In the English summary of its report, the council noted that in the autumn, market expectations were that energy prices would remain at a high level, with “a real concern for energy supply shortages in the winter of 2022/23”.

That the slowdown has been more subdued, it continued was largely due to a significant drop in energy prices compared to the levels seen in late summer 2022, and compared to the market expectations for 2023.  

The council now expects Denmark’s GDP growth to slow to 1 percent in 2023 rather than for the economy to shrink by 0.2 percent, as it predicted in the autumn. 

In 2024, it expects the growth rate to remain the same as in 2003, with another year of 1 percent GDP growth. In its autumn report it expected weaker growth of 0.6 percent in 2024.

What is the outlook for employment? 

In the autumn, the expert group estimated that employment in Denmark would decrease by 100,000 people towards the end of the 2023, with employment in 2024  about 1 percent below the estimated structural level. 

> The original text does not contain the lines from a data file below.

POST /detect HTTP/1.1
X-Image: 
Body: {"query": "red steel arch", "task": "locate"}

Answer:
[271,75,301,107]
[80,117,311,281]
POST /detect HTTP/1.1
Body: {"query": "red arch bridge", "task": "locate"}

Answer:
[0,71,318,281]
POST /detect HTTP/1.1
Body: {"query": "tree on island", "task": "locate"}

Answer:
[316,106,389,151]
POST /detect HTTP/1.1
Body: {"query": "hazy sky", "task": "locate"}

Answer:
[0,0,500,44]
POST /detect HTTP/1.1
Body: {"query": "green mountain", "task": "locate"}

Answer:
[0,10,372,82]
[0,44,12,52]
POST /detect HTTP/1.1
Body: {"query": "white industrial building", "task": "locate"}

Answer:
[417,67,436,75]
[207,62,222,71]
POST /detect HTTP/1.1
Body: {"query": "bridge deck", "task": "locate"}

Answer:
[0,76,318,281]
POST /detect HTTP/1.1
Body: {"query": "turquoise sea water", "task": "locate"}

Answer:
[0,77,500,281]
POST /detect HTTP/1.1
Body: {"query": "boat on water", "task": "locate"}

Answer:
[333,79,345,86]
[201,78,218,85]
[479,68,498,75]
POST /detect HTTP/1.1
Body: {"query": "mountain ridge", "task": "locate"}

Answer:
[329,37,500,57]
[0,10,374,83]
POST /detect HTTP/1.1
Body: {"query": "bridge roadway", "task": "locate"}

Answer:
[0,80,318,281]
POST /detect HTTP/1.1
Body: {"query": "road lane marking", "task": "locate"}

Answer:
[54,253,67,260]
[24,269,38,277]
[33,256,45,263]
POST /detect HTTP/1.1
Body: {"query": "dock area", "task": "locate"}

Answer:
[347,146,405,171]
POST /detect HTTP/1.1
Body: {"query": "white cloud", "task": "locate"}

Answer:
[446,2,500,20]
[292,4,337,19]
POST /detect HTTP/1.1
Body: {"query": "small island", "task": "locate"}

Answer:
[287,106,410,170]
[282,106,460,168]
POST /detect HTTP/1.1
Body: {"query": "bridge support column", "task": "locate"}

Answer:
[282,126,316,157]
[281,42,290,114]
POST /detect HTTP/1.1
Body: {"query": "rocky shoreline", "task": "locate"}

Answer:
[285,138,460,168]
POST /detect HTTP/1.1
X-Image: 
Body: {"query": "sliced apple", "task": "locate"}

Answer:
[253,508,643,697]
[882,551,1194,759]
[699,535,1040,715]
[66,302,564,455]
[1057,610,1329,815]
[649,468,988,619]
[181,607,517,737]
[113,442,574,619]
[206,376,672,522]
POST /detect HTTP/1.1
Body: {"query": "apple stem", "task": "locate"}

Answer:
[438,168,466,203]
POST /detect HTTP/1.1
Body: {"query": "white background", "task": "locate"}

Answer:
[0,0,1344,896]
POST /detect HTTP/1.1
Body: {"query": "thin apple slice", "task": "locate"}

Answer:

Now, instead, it expects employment will fall by just 50,000 people by 2025.

What does the expert group’s outlook mean for interest rates and government spending? 

Denmark’s finance minister Nikolai Wammen came in for some gentle criticism, with the experts judging that “the 2023 Finance Act, which was adopted in May, should have been tighter”.  The current government’s fiscal policy, it concludes “has not contributed to countering domestic inflationary pressures”. 

The experts expect inflation to stay above 2 percent in 2023 and 2024 and not to fall below 2 percent until 2025. 

If the government decides to follow the council’s advice, the budget in 2024 will have to be at least as tight, if not tighter than that of 2023. 

“Fiscal policy in 2024 should not contribute to increasing demand pressure, rather the opposite,” they write. 

The council also questioned the evidence justifying abolishing the Great Prayer Day holiday, which Denmark’s government has claimed will permanently increase the labour supply by 8,500 full time workers. 

“The council assumes that the abolition of Great Prayer Day will have a short-term positive effect on the labour supply, while there is no evidence of a long-term effect.”